Eldred Borough posted a new ordinance to social media Thursday, making residents aware that feeding feral cats is no longer allowed within the borough.
The announcement received an immediate — and unsupportive — response.
The ordinance, dated Oct. 14, 2020, notes that “the proliferation of feral cats and feral cat colonies throughout the state including the Borough of Eldred has resulted in a growing number of feral cat colonies (with an) ever increasing population of feral cats.”
This has become a health and safety hazard for residents of the area, which has led to the new ordinance from the mayor and council of the Borough of Eldred.
The ordinance outlines the definition of a feral cat — any homeless, wild or untamed cat, versus a stray cat — any cat whose owner or keeper from time to time allows the cat to run free off of the property of the owner or keeper. It also notes that “It shall be unlawful for any owner of any cat to permit such cat to run free outside the residence of its owner or keeper.”
Once the difference between a feral cat and a stray cat have been set out, the ordinance states that feeding both categories of cats is now prohibited.

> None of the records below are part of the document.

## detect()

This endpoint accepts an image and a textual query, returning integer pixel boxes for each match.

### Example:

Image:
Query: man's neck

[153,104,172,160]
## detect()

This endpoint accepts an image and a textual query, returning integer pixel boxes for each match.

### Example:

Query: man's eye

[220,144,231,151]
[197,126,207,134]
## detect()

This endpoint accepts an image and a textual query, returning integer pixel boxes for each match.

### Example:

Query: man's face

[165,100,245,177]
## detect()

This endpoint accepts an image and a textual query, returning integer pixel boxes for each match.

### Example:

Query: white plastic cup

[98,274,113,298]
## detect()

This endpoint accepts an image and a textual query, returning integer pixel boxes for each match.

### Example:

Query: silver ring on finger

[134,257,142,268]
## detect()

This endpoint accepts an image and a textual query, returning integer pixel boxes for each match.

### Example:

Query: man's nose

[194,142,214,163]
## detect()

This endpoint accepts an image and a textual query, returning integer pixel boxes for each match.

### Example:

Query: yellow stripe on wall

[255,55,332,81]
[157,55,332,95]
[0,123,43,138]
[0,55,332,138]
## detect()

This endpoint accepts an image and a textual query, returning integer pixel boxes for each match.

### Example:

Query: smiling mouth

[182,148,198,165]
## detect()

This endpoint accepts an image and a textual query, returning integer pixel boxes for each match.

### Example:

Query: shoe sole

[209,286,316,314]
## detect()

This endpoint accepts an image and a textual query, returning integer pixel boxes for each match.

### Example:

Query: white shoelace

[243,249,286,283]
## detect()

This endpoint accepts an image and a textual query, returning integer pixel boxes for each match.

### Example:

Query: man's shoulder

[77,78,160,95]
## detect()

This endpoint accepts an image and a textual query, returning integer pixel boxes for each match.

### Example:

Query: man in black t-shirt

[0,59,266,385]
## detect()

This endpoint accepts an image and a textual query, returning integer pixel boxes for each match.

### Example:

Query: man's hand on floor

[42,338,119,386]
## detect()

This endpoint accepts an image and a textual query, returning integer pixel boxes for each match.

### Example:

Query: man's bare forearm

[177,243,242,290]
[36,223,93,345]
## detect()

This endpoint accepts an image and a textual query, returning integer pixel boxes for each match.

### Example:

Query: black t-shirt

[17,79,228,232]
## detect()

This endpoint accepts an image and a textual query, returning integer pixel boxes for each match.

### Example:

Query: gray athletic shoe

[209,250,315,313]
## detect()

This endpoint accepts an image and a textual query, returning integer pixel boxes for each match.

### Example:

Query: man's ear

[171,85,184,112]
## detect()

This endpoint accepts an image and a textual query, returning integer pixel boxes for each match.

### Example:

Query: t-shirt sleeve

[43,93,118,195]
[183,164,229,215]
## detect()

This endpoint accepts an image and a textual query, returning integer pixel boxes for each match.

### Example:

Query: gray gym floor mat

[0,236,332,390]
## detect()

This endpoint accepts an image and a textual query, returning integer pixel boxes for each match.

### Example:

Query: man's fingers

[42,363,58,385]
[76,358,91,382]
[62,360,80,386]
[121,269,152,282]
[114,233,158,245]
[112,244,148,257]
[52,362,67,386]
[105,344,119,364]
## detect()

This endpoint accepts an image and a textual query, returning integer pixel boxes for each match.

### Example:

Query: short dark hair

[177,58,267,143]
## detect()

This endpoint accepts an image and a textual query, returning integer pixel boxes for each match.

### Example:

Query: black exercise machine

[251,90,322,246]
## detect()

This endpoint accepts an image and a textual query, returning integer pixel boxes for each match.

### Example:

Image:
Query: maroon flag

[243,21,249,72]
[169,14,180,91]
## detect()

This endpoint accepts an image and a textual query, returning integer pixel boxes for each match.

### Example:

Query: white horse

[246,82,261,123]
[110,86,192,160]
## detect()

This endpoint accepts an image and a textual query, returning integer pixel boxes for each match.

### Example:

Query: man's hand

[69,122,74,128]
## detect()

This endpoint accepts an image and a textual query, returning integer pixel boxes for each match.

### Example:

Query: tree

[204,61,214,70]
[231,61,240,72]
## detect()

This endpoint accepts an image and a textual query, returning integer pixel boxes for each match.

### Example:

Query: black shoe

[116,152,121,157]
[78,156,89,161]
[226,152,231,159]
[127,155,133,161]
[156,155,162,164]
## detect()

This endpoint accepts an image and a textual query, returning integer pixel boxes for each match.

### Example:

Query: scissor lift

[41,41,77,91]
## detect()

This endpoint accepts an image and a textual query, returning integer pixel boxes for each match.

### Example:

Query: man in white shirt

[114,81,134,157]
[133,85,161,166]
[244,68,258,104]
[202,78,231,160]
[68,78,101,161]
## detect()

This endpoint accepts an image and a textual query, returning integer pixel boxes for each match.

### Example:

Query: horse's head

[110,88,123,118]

Per the ordinance, “It shall be unlawful for any person to feed feral cats, because such feeding causes a nuisance to neighbors or creates a condition contrary to the health, safety and welfare of the community; B. Any person found to be feeding stray or feral cats shall assume ownership of the cat and then be responsible for all immunizations and spayed/neutering of the animal, and compliance with all federal, state, and local statutes with regard to care of the animal.”
The potential penalties for violating the ordinance are listed as a fine of not less than $100 and not more than $500 and imprisonment for not more than 30 days for each offense, following a summary conviction before a district justice.
The public response to the post on social media has been largely negative, with people citing concerns about starvation of animals that have become dependent on people feeding them, suggestions to partner with local organizations that work to Trap, Neuter and Return (TNR) felines to help control a feral cat population and also introduction of the idea to direct the focus to pet owners who choose to let their animals roam freely outside, contributing to the problem of feral cats and overpopulation.
When asked how offenders will be caught, the official response was that another citizen would need to have photos or videos of an offender in the act, which they would then provide to the regional police. Residents who do this would also be required to testify in court.